Concise Review: Stem Cells in Osteoimmunology

Abstract

Bone remodeling is a lifelong process in which mature bone tissue is removed from the skeleton by bone resorption and is replenished by new during ossification or bone formation. The remodeling cycle requires both the differentiation and activation of two cell types with opposing functions; the osteoclast, which orchestrates bone resorption, and the osteoblast, which orchestrates bone formation. The differentiation of these cells from their respective precursors is a process which has been overshadowed by enigma, particularly because the precise osteoclast precursor has not been identified and because the identification of skeletal stem cells, which give rise to osteoblasts, is very recent. Latest advances in the area of stem cell biology have enabled us to gain a better understanding of how these differentiation processes occur in physiological and pathological conditions. In this review we postulate that modulation of stem cells during inflammatory conditions is a necessary prerequisite of bone remodeling and therefore an essential new component to the field of osteoimmunology. In this context, we highlight the role of transcription factor nuclear factor of activated T cells cytoplasmic 1 (NFATc1), because it directly links inflammation with differentiation of osteoclasts and osteoblasts. Stem Cells 2017;35:1461-1467.
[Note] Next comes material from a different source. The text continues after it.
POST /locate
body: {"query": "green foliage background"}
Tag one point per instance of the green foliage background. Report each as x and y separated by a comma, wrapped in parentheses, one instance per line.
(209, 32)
Keywords: Bone; Bone marrow; Hematopoietic stem cells; Mesenchymal stem cells; Osteoblasts; Osteoclasts; Osteoimmunology; Skeletal stem cells.

Figure 1

A heterogeneous population of MSC and HSC gives rise to terminally differentiated cells with opposing functions in bone remodeling. Immunofluorescence microscopy of human bone marrow derived mesenchymal stem cells (MSC) (a–c). MSC after 14 days in culture showing homogenous expression of β-III-tubulin (green; a), and differential expression of nestin (red, b), highlighting the heterogeneous population of MSC (merged image, c). Immunofluorescence microscopy of mouse bone marrow derived HSC (d–f) cultured in the presence of MCSF and RANKL showing the homogeneous expression of α-tubulin (red, d), and the presence of multinucleated giant cells forming filamentous-actin ring structures (Phalloidin labeled actin in green, e), highlighting the heterogeneous population of osteoclast precursor cells as not all cells become terminally differentiated osteoclasts merged image (f). Original magnification for (a–c) 200x, and for (d–f) 60x.

Figure 2

Stem cell progenitors in bone homeostasis. Schematic graphical representation of the bone marrow microenvironment, one of the primary lymphoid organs, harbors immune cells including hematopoietic stem cells (HSCs), lymphocytes, monocytes/macrophages, and neutrophils, all of which interplay with bone cells such as osteoblasts, osteoclasts, and osteocytes. Schematic depicts the differentiation stages and early markers of HSC and SSC differentiation to osteoclasts and osteoblasts respectively. Long-term hematopoietic stem cells (LT-HSC) short-term hematopoietic stem cells (ST-HSC), Multipotent progenitor (MPP), Late multipotent progenitor (Late-MMP), common myeloid progenitor (CMP), monocyte (MC), macrophage (MΦ), osteoclast (OC). Skeletal stem cells (SSC), osteochondroreticular stem cell (OCR), pre-bone, stroma and cartilage progenitor (Pre-BSCP), bone, stroma and cartilage progenitor (BSCP), pre-osteoblast (pOB), osteoblast (OB) and osteocyte. Bone remodeling is regulated by macrophage colony stimulating factor (MCSF) and receptor activator for nuclear factor kappa B ligand (RANKL) at the bone surface.